In data odierna, 6 febbraio, il mondo civile si stringe per la giornata mondiale contro le mutilazioni genitali femminili. In 30 paesi, soprattutto africani, l’infibulazione, l’escissione del clitoride, le varie pratiche di mutilazione genitale femminile rappresentano dei barbari riti di passaggio. Questi riti, secondo la tradizione, aumentano la rispettabilità delle donne costringendole alla castità forzata. Queste pratiche disumane violano i diritti umani e tendono a considerare le donne come oggetti di proprietà degli uomini: uomini che hanno scelto quale deve essere il codice di comportamento sessuale delle donne.

Purtroppo con il trascorrere del tempo queste pratiche stanno diventando sempre più frequenti, anziché diminuire. Ci si nasconde come al solito dietro alle varie ragioni sociali, sessuali, estetiche, igieniche, di integrazione sociale, come se fosse possibile trovare una giustificazione culturale a questo orrore. Non si può parlare né di tradizione né tantomeno di cultura ma solo di ignoranza e prevaricazione patriarcale. Con l’aumento dell’immigrazione negli Stati Uniti ad esempio, il numero degli interventi di mutilazione genitale femminile sarebbe addirittura aumentato. Ovviamente queste pratiche di tortura attuate sulle donne non sono né ammesse né giustificate dalla legislazione americana e italiana.

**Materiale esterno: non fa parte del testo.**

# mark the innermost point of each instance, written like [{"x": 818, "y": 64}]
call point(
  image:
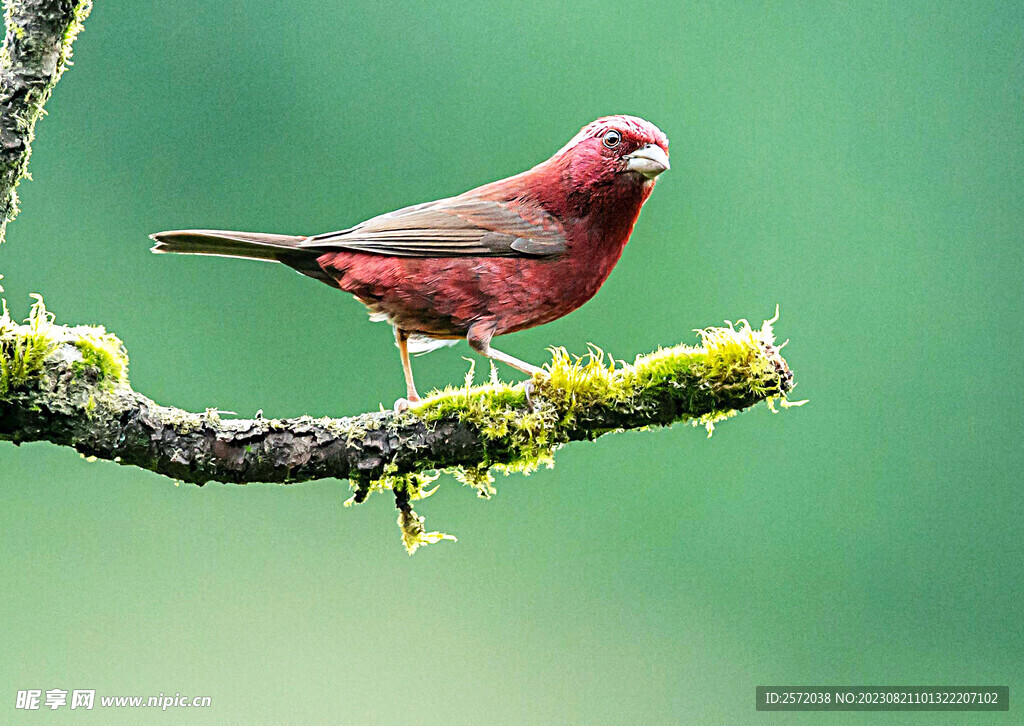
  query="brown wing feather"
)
[{"x": 452, "y": 227}]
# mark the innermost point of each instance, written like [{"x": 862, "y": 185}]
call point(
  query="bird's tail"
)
[{"x": 253, "y": 246}]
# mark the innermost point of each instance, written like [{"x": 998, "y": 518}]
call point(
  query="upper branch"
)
[{"x": 36, "y": 51}]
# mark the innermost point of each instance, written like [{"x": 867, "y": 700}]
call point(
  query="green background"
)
[{"x": 859, "y": 164}]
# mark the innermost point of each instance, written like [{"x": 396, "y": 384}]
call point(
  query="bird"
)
[{"x": 500, "y": 258}]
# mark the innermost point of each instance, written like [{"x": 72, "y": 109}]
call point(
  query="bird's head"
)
[{"x": 616, "y": 148}]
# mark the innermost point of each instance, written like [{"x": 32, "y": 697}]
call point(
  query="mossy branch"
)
[
  {"x": 36, "y": 51},
  {"x": 70, "y": 386}
]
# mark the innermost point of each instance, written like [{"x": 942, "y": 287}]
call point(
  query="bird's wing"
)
[{"x": 452, "y": 227}]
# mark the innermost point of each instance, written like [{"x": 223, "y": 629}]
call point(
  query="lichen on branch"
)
[
  {"x": 36, "y": 51},
  {"x": 69, "y": 385}
]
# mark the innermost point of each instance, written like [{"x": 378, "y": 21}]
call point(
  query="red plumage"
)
[{"x": 503, "y": 257}]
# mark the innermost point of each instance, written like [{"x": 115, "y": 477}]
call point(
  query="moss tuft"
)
[
  {"x": 101, "y": 350},
  {"x": 733, "y": 368},
  {"x": 24, "y": 348}
]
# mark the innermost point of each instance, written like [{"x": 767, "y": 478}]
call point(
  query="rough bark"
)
[
  {"x": 80, "y": 397},
  {"x": 36, "y": 51}
]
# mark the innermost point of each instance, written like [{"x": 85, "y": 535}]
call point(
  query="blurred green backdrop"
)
[{"x": 859, "y": 164}]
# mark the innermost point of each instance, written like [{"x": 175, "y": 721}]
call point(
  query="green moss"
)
[
  {"x": 732, "y": 368},
  {"x": 24, "y": 348},
  {"x": 101, "y": 350}
]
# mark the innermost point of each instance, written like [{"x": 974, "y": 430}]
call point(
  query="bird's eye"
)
[{"x": 612, "y": 138}]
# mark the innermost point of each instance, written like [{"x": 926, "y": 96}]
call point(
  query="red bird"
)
[{"x": 497, "y": 259}]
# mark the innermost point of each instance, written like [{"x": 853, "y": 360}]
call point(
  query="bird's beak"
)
[{"x": 649, "y": 161}]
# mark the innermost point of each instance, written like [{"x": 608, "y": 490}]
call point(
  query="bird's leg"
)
[
  {"x": 479, "y": 336},
  {"x": 401, "y": 340}
]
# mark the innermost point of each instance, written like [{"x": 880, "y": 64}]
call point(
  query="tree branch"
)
[
  {"x": 36, "y": 51},
  {"x": 70, "y": 385}
]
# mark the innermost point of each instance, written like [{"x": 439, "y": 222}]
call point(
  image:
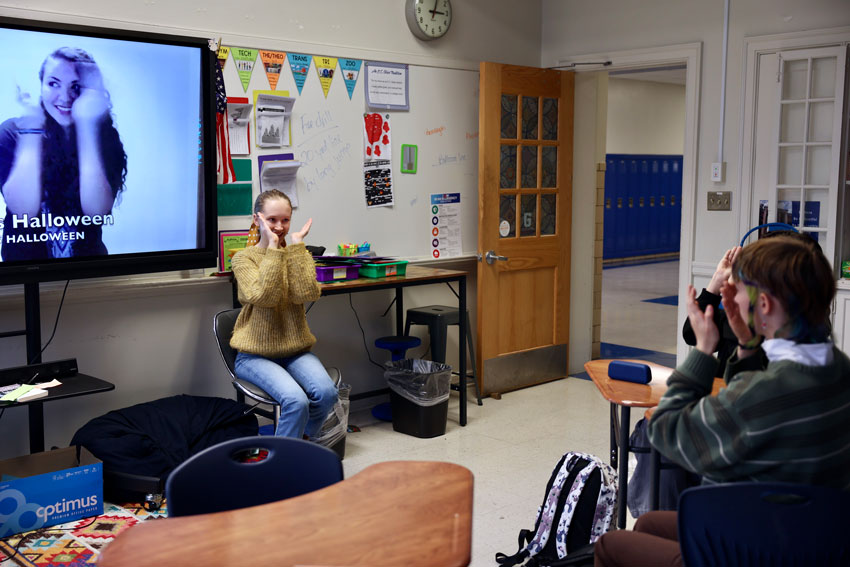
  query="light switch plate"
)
[{"x": 719, "y": 200}]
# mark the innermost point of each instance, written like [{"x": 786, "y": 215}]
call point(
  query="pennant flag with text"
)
[
  {"x": 350, "y": 69},
  {"x": 325, "y": 67},
  {"x": 273, "y": 63},
  {"x": 299, "y": 64},
  {"x": 244, "y": 59}
]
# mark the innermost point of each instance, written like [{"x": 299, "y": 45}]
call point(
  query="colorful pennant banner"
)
[
  {"x": 300, "y": 64},
  {"x": 350, "y": 69},
  {"x": 273, "y": 63},
  {"x": 244, "y": 59}
]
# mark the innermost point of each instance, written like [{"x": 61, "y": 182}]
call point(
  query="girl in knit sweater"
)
[
  {"x": 784, "y": 422},
  {"x": 271, "y": 334}
]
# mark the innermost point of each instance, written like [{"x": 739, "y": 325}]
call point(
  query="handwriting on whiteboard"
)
[
  {"x": 449, "y": 159},
  {"x": 322, "y": 152}
]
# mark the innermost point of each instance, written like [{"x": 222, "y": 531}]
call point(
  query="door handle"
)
[{"x": 491, "y": 257}]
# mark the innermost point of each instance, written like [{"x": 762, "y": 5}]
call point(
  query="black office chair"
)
[
  {"x": 223, "y": 324},
  {"x": 762, "y": 523},
  {"x": 247, "y": 472}
]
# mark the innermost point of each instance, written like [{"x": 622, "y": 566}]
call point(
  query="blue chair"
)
[
  {"x": 761, "y": 523},
  {"x": 247, "y": 472}
]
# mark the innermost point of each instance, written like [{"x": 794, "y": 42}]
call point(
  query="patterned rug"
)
[{"x": 76, "y": 543}]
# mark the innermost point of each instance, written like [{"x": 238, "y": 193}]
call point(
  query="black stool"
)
[{"x": 438, "y": 318}]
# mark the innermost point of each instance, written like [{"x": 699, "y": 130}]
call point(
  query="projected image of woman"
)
[{"x": 62, "y": 163}]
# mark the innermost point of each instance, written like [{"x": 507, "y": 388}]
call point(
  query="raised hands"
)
[
  {"x": 299, "y": 236},
  {"x": 92, "y": 103},
  {"x": 723, "y": 271},
  {"x": 737, "y": 321},
  {"x": 702, "y": 323}
]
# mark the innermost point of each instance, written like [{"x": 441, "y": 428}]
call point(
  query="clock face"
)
[{"x": 429, "y": 19}]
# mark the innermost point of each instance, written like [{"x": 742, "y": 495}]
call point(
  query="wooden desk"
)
[
  {"x": 403, "y": 513},
  {"x": 627, "y": 395},
  {"x": 414, "y": 276},
  {"x": 72, "y": 386}
]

L’immigrazione di massa degli ultimi anni ha portato con sé queste atroci pratiche, come se la barbarie potesse far parte di un bagaglio culturale da portarsi dietro e di cui andar fieri. Oggi, giornata mondiale contro le mutilazioni genitali femminili, il mondo civile deve fermarsi per un attimo a riflettere per cercare di capire quali interventi possano essere attuati per eliminare una volta per tutte questa pratica diffusa. Il nuovo rapporto Unicef fa sapere che circa 200 mila donne e bambine hanno subito delle mutilazioni genitali e, rispetto al 2014, sembra siano stati contati 70 milioni di casi in più. L’Italia è al quarto posto in Europa per quanto riguarda la diffusione di questa pratica. Già dagli anni 90 però, grazie alla campagna di sensibilizzazione di Emma Bonino (“Non c’è pace senza giustizia”) l’Italia è riuscita ad approvare una legge che punisce chi pratica la circoncisione femminile, con una pena che va dai 3 ai 16 anni di carcere. Non possiamo più ignorare il fenomeno delle mutilazioni genitali femminili e soprattutto non possiamo più restare a guardare questo scempio.